For the next three years, Starita would research and write his first book, The Dull Knifes of Pine Ridge. The book, published in April 1995, tells the story of five generations of a Lakota Sioux-Northern Cheyenne family.
Starita spent hundreds of hours with the Dull Knife family. He slept in vans, tents and trailers with the family for up to three weeks at a time.
“I really came to love this family a great deal.”
When he finished each chapter, he would mail it to them. Many interviews were done through Lakota interpreters, Starita says. Accuracy checks were crucial.
The book, which Starita used as his master’s thesis, has won several awards, including a Pulitzer prize nomination. In his modest style, Starita downplays the book’s accolades.

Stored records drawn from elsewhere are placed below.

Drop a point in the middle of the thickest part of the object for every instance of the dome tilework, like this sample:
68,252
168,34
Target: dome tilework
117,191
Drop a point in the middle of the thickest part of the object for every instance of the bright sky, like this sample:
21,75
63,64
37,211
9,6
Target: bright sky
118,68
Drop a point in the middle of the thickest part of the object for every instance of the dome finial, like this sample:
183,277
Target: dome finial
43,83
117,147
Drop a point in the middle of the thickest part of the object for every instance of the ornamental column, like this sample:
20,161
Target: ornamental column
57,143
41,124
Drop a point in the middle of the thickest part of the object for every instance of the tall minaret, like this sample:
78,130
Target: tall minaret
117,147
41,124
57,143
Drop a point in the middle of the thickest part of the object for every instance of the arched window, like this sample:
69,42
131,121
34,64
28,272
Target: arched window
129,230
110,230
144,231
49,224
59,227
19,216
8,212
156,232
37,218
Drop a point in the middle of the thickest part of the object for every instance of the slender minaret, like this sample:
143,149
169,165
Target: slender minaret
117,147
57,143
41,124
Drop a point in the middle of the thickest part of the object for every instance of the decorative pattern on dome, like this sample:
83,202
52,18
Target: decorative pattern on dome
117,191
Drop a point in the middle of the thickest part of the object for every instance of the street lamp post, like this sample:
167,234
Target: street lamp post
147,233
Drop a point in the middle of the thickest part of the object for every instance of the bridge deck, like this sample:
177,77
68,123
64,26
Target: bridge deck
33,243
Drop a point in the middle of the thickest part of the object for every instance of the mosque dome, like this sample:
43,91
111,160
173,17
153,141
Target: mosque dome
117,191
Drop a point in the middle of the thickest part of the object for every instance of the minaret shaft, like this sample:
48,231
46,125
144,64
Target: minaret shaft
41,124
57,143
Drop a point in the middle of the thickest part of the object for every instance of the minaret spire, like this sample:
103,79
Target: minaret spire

“I didn’t really think about any of that. I was happy to let the book speak for itself. The more successful it becomes, the more people who will read the story of the Dull Knife family.
“It’s real important for people to know the story of this family.”
After the Pine Ridge book, Starita says he needed a break. He needed another story, a different story, to rejuvenate himself. As a self-described crazed Cornhusker football fan, the next assignment seemed natural.
In the fall of 1995, Starita and photographer Tom Tidball captured the aura of Nebraska football through the fans’ eyes. Another book, A Day in the Life, The Fans of Memorial Stadium, was the result.
“They were nice companion pieces. It was very refreshing to walk the north parking lot of Memorial Stadium instead of rooting in the basement of the Colorado Historical Society.”
Starita and Tidball took one football Saturday apart, hour by hour. They documented the weekly pilgrimage Nebraska fans make to Memorial Stadium for home football games.
“In truth, I’ve been a dyed-in-the-wool Nebraska football fan for 35 years. I really felt the fans were being left out of the loop here. Without the fans, this doesn’t happen.”
In stores across the state, Nebraska football is celebrated on rolls of toilet paper and lampshades. But there was no book documenting the fans.
“There wasn’t that one product that pays tribute and homage to the real grease that makes the machine roll.
“There is much more than just going to a game. This is a real ritualized process that involves more than a football game.”
Much more, indeed.
He’s one big Husker fan
Starita’s penchant for Nebraska football is evident to those who watch him on the sidelines of Memorial Stadium during a Husker game. This, perhaps, is one of the best perks of living in Lincoln. One of the best perks, maybe. But not the best. As a freelance writer and a part-time journalism instructor, Starita has time to spend with his 12-year-old son. If he’s not coaching Jesse’s youth basketball team at the YMCA, he’s aggressively checking his homework. His wife, Melissa, is a pre-medical student at UNL.
He wants Jesse to have the same opportunities he had more than 30 years ago in the same city. The same city that he couldn’t wait to flee.
“By January 1979, I was convinced this was the most boring, one-dimensional flat place you could live.”
Now he sees things differently. As a parent and as a person.
“I’m bullish on Lincoln. I’m obnoxiously bullish on Nebraska.
“You are constantly amazed at the basic level of civility here.
“People on the East Coast assume you’re a bad person unless you prove otherwise. People here assume you’re a good person unless you prove otherwise.”
The accolades go on and on.
Starita can’t seem to say enough about Lincoln — the same city where he had visions of playing baseball.